Colonel Sartoris is the mayor of Jefferson when Emily’s father dies. He remits Emily’s taxes “into perpetuity” because he knows that her father was unable to leave her with anything but the house. Sartoris, being a prototypical southern gentleman, invents a story involving a loan that Emily’s father had made to the town in order to spare Emily the embarrassment of accepting charity. The narrator contrasts this chivalrous act with another edict made by Sartoris stating that “. . . no Negro woman should appear on the streets without an apron.” Colonel Sartoris appears in other works by Faulkner; he is a pivotal character in the history of Yoknapatawpha County.

Judge Stevens

Judge Stevens is the mayor of Jefferson when the townspeople begin to complain of the awful odor coming from the Grierson house.

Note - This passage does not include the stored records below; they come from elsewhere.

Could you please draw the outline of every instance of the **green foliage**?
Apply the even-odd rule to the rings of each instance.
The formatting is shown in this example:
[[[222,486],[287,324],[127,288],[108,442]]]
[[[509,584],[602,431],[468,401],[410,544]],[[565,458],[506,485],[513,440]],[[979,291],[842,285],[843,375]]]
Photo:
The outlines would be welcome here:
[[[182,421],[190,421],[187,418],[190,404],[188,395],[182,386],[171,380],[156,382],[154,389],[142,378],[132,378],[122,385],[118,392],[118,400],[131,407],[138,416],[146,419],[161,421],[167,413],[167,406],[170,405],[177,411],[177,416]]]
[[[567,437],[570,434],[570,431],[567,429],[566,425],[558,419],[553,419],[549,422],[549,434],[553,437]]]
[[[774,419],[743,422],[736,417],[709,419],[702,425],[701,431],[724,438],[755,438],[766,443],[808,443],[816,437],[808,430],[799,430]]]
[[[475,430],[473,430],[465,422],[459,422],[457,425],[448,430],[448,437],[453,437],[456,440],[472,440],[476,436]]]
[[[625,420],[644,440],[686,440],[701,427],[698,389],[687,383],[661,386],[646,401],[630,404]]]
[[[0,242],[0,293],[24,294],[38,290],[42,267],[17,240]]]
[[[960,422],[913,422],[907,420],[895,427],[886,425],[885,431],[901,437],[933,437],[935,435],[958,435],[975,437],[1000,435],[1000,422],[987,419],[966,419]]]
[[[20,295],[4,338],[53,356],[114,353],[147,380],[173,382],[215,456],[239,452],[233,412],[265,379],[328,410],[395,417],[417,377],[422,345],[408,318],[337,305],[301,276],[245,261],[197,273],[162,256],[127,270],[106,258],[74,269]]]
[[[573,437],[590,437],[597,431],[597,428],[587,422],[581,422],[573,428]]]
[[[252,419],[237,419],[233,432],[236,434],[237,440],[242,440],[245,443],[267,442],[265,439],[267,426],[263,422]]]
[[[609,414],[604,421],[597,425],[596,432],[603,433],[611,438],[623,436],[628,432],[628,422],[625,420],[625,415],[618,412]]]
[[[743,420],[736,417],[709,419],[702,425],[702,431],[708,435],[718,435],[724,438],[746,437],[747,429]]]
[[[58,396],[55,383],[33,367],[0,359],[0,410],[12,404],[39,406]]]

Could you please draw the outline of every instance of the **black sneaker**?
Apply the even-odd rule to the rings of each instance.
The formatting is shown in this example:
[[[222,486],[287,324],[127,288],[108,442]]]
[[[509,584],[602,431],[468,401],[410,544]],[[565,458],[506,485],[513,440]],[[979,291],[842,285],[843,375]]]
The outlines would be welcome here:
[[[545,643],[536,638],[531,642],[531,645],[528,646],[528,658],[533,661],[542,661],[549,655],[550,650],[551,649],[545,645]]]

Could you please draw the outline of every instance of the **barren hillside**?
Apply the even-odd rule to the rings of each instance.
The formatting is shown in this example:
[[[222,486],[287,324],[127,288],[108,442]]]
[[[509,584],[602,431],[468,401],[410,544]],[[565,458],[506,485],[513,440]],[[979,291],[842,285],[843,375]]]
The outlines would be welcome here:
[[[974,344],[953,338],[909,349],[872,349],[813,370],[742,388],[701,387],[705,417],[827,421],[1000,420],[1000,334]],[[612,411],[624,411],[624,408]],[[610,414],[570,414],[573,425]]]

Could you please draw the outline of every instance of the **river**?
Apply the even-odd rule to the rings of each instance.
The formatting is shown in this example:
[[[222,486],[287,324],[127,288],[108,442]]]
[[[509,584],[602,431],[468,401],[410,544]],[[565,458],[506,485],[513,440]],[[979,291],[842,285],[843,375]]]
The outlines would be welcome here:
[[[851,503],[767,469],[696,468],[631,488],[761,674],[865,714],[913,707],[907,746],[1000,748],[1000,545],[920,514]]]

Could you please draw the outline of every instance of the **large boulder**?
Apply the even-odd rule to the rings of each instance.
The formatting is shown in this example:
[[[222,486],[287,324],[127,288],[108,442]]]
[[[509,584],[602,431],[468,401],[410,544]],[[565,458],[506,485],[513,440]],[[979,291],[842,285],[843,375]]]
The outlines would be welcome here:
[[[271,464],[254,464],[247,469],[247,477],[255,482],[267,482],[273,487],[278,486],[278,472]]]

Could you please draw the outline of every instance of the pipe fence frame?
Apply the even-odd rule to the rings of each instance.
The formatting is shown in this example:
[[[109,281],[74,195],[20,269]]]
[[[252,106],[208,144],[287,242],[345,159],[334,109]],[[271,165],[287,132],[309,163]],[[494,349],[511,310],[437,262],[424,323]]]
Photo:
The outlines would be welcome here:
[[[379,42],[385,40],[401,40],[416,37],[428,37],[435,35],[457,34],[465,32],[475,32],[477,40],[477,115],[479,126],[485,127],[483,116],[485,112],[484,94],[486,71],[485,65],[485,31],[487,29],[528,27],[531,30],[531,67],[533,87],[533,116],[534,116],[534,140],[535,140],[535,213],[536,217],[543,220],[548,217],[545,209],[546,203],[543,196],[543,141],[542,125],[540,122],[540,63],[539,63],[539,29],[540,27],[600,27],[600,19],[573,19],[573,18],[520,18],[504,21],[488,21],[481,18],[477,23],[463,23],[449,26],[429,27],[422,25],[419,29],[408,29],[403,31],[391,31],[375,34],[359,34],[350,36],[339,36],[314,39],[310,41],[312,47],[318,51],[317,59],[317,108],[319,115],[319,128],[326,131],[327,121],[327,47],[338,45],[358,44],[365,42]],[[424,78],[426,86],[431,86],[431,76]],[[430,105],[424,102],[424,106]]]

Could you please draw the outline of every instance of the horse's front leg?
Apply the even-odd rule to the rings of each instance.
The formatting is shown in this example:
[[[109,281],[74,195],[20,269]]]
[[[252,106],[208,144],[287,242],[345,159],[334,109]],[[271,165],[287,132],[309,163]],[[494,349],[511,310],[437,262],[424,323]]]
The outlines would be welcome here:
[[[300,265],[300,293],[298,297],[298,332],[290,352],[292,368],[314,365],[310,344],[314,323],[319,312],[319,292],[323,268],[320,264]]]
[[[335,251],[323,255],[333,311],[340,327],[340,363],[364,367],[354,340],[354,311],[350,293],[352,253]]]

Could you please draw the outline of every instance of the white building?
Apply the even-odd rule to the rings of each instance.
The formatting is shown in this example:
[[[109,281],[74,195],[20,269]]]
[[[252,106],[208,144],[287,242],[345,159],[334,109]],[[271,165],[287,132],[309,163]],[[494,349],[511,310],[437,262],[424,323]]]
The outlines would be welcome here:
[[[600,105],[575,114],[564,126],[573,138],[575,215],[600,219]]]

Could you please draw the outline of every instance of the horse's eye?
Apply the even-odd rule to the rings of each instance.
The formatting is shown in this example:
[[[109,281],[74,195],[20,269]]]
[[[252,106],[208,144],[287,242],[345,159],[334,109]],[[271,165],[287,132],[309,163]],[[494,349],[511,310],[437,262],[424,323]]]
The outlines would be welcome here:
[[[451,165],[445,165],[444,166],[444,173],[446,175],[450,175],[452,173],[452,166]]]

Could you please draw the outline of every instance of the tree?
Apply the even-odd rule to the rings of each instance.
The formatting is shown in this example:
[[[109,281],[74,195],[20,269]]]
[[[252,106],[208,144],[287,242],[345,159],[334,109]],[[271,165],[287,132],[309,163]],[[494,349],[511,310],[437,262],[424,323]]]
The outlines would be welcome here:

Like Colonel Sartoris, he is from a generation that believes an honorable man does not publicly confront a woman with an embarrassing situation. He refuses to allow anyone to discuss the smell with her. Instead, four men sneak onto the Grierson property after midnight and sprinkle lime around the house to rid the town of the disgusting stench.

Tobe

Tobe is Emily’s black manservant and, for most of the story, her only companion. He is often the only sign of life about the Grierson house. The ladies find it shocking that Emily allows him to maintain her kitchen, and they blame his poor housekeeping for the development of the smell after Emily is “deserted” by Homer Barron. He rarely speaks to anyone. He is the only person present when Emily dies. He lets the townspeople into the Grierson house after her death, after which he promptly leaves, never to be seen again.

Old Lady Wyatt

Old lady Wyatt is Emily Grierson’s great-aunt. The narrator makes reference to her as having gone “. . . completely crazy at last,” suggesting perhaps that madness runs in the Grierson family. The narrator also mentions that Emily’s father had a falling out with their kin in Alabama over old lady Wyatt’s estate.